The A* algorithm is a widely used graph-based search method for optimal path planning. A* uses a cost function that combines the known distance traveled with a heuristic estimate of the distance to the goal, efficiently generating the shortest or safest path between start and goal amidst defined obstacles. This allows real-time replanning for dynamic environments, such as rerouting an autonomous vehicle to avoid collisions or overtake another car on the track.

Additionally, I integrated the A* algorithm for dynamic path planning, enabling the vehicle to autonomously replan its route and safely overtake obstacles (such as another car) placed on the track. The custom A* implementation was tested both in standalone simulation cases and within the Webots environment to ensure robust performance.

The combined LQR and A* control strategy successfully completed the course in 140 seconds.

Phase 4: EKF SLAM

The Extended Kalman Filter (EKF) SLAM is a method that helps a robot or vehicle simultaneously figure out where it is and build a map of its surroundings—all at once. In simple terms, EKF SLAM uses noisy sensor measurements and a mathematical model to estimate both the vehicle’s position and the location of certain landmarks, even when the GPS or direct measurements are unavailable.

The main goal of this project phase was to let the autonomous vehicle localize itself accurately and map out features along the buggy track using EKF SLAM, improving its ability to navigate in situations with limited or uncertain position data.

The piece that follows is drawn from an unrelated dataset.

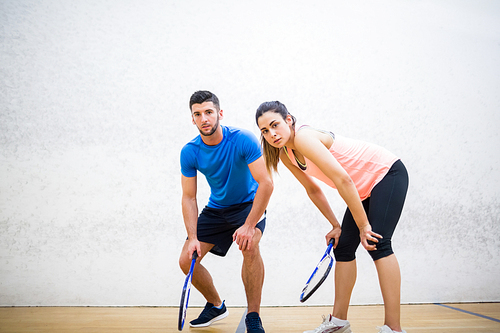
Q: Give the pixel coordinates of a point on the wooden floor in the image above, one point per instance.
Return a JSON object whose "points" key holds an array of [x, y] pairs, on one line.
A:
{"points": [[428, 318]]}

The key tasks involved implementing a full EKF SLAM pipeline to estimate the vehicle’s position, heading, and landmark locations using range and bearing sensors. This included integrating the EKF with the simulation framework and tuning it to enable real-time state correction and effective mapping performance. Additionally, an earlier trajectory tracking controller was reused and retuned as needed to ensure smooth operation alongside the new localization module.

The completed system allowed the vehicle to successfully complete the buggy track in 126 seconds.